President Biden's Proposed Tax Plan: What You Need to Know about the Potential Impact on Your Assets
If you have an estate of $1,000,000 or more, it is important that you understand the potential impact President Biden's proposed tax plan may have on your assets. Biden's plan is to increase taxes on certain taxpayers, close "loopholes," and give the IRS more resources to enforce the tax laws. If passed, many of Biden's tax reforms will not only impact the über-rich, but also professionals and small business owners.
The top three things that you should be concerned about (with a proposed effective date of January 1, 2022) are as follows:
- The basis step-up for capital assets at death will be partially eliminated.
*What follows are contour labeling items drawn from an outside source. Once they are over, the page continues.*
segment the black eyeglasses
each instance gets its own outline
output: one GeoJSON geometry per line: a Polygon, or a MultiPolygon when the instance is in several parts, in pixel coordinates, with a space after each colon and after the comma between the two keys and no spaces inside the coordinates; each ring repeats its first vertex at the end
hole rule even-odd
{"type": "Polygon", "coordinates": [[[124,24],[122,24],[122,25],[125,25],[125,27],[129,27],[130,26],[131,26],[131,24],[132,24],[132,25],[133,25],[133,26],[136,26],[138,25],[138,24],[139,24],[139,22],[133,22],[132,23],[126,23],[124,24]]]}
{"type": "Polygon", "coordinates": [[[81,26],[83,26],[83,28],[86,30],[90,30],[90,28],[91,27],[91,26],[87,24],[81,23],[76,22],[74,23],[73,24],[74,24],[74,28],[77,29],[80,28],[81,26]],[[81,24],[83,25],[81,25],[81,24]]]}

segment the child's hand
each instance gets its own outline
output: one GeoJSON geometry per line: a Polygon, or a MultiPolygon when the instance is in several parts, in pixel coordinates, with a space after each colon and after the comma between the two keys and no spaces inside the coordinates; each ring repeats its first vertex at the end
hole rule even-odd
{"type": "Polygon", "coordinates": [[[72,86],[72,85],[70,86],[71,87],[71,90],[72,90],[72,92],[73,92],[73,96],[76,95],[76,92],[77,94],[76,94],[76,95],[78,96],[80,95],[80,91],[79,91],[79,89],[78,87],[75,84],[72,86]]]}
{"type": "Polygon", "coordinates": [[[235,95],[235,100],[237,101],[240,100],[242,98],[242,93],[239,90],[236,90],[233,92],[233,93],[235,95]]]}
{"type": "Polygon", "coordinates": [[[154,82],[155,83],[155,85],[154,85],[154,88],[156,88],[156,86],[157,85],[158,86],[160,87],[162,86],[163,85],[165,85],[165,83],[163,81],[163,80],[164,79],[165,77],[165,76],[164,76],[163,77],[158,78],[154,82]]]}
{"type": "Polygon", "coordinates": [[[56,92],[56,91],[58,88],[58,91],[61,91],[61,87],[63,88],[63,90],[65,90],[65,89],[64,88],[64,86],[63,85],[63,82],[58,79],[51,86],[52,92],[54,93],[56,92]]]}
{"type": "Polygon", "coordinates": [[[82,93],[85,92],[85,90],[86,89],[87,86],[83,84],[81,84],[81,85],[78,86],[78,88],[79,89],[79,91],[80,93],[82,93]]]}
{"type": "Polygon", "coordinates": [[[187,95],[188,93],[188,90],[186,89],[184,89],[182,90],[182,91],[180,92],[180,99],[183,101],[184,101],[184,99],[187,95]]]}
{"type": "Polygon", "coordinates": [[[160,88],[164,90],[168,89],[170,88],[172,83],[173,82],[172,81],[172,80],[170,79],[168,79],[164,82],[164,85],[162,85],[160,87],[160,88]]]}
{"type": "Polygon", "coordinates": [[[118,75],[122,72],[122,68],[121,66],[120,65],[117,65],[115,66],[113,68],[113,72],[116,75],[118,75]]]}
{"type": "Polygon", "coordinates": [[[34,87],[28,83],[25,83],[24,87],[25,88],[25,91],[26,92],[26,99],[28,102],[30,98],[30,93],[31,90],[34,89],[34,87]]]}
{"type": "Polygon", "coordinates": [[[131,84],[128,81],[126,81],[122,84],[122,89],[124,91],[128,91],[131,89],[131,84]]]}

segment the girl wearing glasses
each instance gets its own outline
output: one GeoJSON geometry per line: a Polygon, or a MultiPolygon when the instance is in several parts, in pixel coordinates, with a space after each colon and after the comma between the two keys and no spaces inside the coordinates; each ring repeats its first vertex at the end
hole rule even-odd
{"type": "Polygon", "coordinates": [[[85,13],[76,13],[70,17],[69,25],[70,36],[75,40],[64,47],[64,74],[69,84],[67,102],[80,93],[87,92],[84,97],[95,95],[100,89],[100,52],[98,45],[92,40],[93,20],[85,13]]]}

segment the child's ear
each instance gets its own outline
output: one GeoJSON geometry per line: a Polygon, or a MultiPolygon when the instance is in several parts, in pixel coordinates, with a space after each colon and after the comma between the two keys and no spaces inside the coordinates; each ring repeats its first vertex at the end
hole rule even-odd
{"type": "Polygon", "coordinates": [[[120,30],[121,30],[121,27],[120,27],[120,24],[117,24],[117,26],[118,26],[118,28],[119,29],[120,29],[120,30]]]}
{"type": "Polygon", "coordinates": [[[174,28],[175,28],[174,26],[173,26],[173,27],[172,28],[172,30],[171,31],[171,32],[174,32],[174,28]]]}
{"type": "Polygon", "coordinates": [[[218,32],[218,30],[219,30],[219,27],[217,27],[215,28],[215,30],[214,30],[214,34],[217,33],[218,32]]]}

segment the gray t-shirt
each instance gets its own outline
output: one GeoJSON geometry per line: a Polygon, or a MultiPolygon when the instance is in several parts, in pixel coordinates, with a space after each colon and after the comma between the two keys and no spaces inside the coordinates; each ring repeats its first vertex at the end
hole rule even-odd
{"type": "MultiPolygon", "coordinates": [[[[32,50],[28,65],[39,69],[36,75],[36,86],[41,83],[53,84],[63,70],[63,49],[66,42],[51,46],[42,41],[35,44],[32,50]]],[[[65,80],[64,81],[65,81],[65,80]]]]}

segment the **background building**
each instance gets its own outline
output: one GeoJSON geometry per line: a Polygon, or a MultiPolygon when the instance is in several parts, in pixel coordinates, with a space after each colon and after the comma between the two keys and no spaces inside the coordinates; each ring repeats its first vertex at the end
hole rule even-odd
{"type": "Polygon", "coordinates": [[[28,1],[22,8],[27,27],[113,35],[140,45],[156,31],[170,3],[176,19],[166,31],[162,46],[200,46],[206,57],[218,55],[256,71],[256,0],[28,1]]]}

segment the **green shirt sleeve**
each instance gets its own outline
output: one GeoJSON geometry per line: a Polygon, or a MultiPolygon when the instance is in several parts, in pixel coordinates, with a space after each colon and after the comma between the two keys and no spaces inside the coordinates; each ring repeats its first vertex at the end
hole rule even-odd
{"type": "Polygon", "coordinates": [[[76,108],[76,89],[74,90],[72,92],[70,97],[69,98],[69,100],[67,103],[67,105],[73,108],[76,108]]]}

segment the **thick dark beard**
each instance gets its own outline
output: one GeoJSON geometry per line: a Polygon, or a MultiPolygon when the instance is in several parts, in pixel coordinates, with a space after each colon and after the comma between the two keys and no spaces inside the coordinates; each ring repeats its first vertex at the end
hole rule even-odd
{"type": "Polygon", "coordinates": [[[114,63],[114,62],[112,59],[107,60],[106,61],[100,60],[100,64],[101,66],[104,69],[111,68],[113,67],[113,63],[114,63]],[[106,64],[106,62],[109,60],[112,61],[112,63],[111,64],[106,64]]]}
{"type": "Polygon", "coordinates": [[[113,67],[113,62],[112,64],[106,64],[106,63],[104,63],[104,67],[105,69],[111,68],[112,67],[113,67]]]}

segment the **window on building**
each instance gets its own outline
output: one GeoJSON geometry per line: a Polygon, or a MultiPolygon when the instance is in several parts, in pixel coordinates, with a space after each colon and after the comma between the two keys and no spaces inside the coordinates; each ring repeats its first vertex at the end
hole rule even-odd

Instead, bequests of appreciated property would be treated as taxable realization events and would subject the decedent's estate to immediate income tax at increased ordinary rates. Certain exclusions apply to bequests to charity and surviving spouses and for bequests of tangible personal property (excluding collectibles).
- Gifts of appreciated property would also be realization events and would subject the donor to immediate income tax, subject to the exclusions discussed above. The donee would receive a carry-over basis for any property counted against the donor's $1,000,000 exclusion from gain recognition.
- Valuation discounts on transfers of partial interests in family companies and other small businesses will be eliminated.
The result is a death tax (albeit couched as an income tax) for decedents whose estates exceed $1,000,000 (including non-probate assets that have not already been transferred out of the estate). When the estate tax exemption reverts back to $5,000,000, individuals with estates of over $5,000,000 (indexed for inflation) that die on or after January 1, 2026 could be hit with both income tax and estate tax—at a very high combined rate—on a portion of their estates.
In light of these proposed reforms, there are some actions you may be able to take before the end of the year to reduce your ultimate tax burden:
- Move life insurance policies into an irrevocable life insurance trust to avoid subjecting the death benefits to tax in your estate.
- Donate highly appreciated property to your intended beneficiaries or an irrevocable trust for their benefit.
- If you own a closely-held business interest, consider donating a minority interest to your intended beneficiaries or an irrevocable trust for their benefit to take advantage of valuation discounts and the current gift tax exemption amount.
- If you are out of gift tax exemptions, sell a minority interest in a small business or family-owned entity to an Intentionally Defective Grantor Trust (an "IDGT") or a Grantor Retained Annuity Trust (a "GRAT") at a valuation discount.